Włodawa: Ośmiolatka sama chodziła po ulicy. Jej rodzice byli kompletnie pijani
Ośmiolatka ubrana tylko w piżamę błąkała się sama nocą po ulicach Włodawy. Dziewczynkę zauważył przypadkowy przechodzień, który zaalarmował policję. Dziecko nie potrafiło początkowo wskazać swojego miejsca zamieszkania, ale doprowadziło funkcjonariuszy do babci. Później okazało się, że dziewczynka była pod opieką całkowicie pijanych rodziców.
W nocy z soboty na niedzielę jeden z przechodniów zauważył na ulicach Włodawy małą dziewczynkę. Dziecko ubrane było tylko w piżamę z krótkim rękawem i buty sportowe. Świadek zauważył przejeżdżającą niedaleko policję i poprosił funkcjonariuszy o pomoc.
- Dziewczynka trzęsła się z zimna.

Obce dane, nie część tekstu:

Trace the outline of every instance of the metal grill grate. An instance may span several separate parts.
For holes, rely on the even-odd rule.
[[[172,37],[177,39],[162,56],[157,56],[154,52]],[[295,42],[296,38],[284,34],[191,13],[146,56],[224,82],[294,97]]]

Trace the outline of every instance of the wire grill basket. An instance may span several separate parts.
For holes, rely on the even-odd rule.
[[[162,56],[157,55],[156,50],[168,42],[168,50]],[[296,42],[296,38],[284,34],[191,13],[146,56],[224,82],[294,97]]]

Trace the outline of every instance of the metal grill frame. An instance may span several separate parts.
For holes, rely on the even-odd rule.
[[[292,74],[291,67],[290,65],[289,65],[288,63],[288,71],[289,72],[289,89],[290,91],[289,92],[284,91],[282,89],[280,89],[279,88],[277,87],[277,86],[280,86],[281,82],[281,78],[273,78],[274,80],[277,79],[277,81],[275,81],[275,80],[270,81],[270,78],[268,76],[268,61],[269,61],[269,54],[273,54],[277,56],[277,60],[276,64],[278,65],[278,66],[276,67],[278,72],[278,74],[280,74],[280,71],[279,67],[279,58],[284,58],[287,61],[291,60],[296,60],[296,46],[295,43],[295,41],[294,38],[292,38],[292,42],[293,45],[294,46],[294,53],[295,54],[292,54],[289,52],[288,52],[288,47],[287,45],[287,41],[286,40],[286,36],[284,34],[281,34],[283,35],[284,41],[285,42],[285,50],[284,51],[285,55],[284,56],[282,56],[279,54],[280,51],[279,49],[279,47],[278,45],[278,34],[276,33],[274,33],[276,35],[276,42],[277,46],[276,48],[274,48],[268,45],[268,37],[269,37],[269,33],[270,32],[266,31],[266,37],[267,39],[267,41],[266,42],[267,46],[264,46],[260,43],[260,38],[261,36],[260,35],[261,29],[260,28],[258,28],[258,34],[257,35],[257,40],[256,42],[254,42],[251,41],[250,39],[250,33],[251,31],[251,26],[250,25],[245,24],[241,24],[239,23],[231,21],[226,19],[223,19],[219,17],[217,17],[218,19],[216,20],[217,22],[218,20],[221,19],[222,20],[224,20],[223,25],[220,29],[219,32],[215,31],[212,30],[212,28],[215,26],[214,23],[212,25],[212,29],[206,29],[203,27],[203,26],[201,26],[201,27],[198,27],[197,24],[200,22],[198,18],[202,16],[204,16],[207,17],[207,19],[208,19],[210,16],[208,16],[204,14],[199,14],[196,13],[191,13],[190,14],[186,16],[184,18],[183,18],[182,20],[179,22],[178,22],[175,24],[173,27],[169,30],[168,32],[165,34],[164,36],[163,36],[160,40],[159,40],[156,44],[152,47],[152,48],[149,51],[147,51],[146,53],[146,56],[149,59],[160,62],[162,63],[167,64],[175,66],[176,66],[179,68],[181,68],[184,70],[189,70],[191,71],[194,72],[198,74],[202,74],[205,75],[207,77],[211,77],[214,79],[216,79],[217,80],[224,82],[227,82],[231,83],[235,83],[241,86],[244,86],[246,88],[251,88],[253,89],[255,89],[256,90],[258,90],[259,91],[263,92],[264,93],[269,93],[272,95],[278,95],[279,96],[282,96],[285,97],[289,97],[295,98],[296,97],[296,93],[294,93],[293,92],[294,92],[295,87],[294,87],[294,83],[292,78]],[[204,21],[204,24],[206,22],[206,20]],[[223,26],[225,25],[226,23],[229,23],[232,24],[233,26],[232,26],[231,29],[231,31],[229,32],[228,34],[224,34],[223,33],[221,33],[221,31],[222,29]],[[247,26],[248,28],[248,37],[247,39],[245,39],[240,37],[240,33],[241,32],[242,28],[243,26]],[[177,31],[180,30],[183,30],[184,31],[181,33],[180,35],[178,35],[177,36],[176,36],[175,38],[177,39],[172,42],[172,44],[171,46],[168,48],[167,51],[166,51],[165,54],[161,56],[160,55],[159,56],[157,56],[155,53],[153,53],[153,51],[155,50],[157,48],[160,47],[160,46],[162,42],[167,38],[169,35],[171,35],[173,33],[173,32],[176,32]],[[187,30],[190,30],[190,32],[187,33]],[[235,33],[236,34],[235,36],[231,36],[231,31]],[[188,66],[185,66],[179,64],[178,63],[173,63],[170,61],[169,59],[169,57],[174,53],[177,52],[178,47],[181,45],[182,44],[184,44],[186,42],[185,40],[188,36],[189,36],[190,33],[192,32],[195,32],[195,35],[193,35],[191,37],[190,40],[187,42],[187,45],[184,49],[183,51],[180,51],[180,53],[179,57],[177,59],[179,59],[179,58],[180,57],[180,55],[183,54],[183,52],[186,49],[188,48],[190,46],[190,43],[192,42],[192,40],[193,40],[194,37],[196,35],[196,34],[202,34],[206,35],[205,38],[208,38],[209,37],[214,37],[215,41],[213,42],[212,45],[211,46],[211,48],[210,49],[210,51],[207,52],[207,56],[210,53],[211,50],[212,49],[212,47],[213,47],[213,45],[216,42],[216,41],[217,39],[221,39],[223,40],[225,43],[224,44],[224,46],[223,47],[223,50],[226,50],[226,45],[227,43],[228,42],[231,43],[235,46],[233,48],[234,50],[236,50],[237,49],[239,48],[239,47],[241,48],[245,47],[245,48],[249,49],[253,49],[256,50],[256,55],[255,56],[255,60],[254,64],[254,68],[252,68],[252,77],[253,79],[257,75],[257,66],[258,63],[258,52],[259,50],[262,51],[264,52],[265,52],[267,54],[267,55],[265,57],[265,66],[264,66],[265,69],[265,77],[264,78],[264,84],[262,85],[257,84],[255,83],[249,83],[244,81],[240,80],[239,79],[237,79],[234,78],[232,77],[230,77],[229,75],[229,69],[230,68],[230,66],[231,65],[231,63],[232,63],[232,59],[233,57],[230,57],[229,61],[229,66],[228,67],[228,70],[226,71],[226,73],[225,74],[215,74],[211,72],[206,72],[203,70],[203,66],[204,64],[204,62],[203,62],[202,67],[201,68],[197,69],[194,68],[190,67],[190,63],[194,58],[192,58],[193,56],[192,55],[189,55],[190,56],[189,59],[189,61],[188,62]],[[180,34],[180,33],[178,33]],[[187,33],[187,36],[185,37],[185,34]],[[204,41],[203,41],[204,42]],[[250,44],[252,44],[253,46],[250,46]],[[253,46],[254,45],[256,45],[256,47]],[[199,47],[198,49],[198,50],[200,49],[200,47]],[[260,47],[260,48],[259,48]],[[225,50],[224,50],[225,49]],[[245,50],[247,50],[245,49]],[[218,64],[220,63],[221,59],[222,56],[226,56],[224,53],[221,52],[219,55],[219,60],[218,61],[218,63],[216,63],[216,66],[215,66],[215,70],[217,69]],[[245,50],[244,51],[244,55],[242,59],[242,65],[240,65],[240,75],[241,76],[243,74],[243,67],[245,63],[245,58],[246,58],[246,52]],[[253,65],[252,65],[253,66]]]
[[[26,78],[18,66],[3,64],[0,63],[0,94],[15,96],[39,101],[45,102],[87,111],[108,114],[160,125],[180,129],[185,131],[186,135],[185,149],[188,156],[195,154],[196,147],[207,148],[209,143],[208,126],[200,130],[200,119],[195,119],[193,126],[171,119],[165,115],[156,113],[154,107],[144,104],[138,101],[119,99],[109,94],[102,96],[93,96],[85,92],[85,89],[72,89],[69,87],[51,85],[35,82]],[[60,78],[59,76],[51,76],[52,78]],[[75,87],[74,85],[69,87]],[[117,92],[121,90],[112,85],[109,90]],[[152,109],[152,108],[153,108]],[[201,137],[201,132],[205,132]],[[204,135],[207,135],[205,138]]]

W chwili interwencji na dworze były tylko trzy stopnie Celsjusza. Świadek okrył ją chwilę wcześniej własną kurtką - przekazała asp. szt. Kinga Zamojska-Prystupa z KPP we Włodawie, cytowana przez "Kurier Lubelski".
Włodawa. Ośmiolatka chodziła sama po mieście. Była tylko w piżamie
Policjanci zajęli się dziewczynką, poprosili by wskazała im miejsce zamieszkania. Ośmiolatka doprowadziła ich do domu swojej babci. Stamtąd mundurowi próbowali skontaktować się z jej rodzicami, którzy sprawowali wcześniej opiekę nad dziewczynką. Próby okazały się bezskuteczne.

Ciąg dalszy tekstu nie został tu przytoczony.